Nine lives? “Frosty”, the cat held by Ernie Dupuis, distributing foreman of the CPR elevator at Port McNicoll, must have a thousand lives. Last winter it fell 85 feet from the top of a bin onto the cement floor and lay there for four days in 20-below zero weather before he was found. Today he’s around as good as ever “and there isn’t a mouse in the place,” said Mr. Dupuis.
Biggest factor in the successful operation of a grain elevator is just plain, simple “good housekeeping”. That’s what T. A. “Bert” Armstrong, superintendent of the CPR elevator at Port McNicoll says, and he has one of the biggest in eastern Canada to keep spic and span—a 6,000,000 bushel “house” to be exact. And, as of Saturday, August 22, “Bert” had a record 6,603,000 bushels in his house, the biggest pay-load it has ever carried. Pay-load is a good word. That 6,603,000 bushels of grain represents between $10 and $11 million dollars, depending on the price of grain day by day. Ernie Dupuis, distributor foreman is seen with a full grain bin. (Grain is now measured by weight, a bushel of wheat is about 60 pounds, contains approximately 1 million kernels and sells for around $4.00 a bushel. 36.7 bushels per tonne.)
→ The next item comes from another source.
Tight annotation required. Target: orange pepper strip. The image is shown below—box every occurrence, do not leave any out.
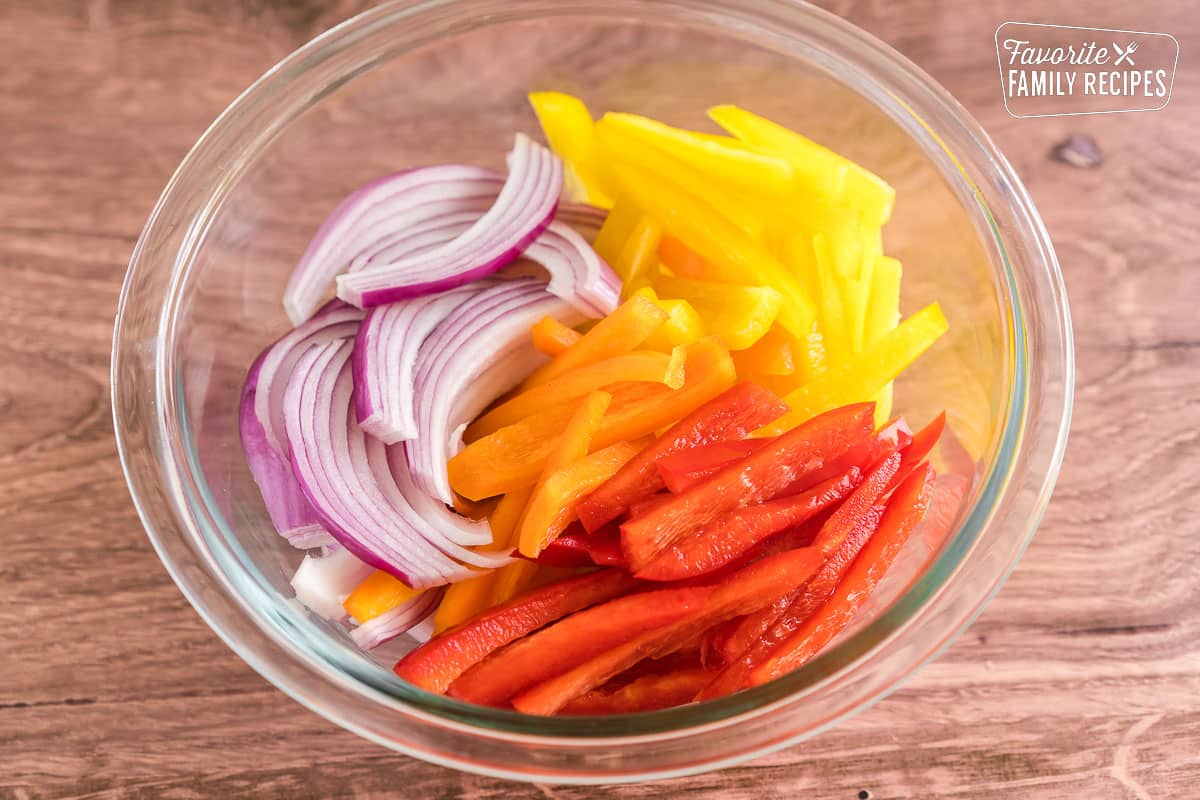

Canada’s new Minister of Public Works, David Walker (dark jacket) is seen with three well known fellow cottagers at Nottawaga Beach. Left to right are Col. R. M. Harvie, former Midland physician who is now medical administrator of Sunnybrook Hospital, Mr. Walker and Dr. Walter G. Carscadden, senior surgeon at St. Michael’s Hospital, Toronto. Standing is Cecil A. Cathers, MP for North York. The dog is the Walker family pet, “Wiggy”.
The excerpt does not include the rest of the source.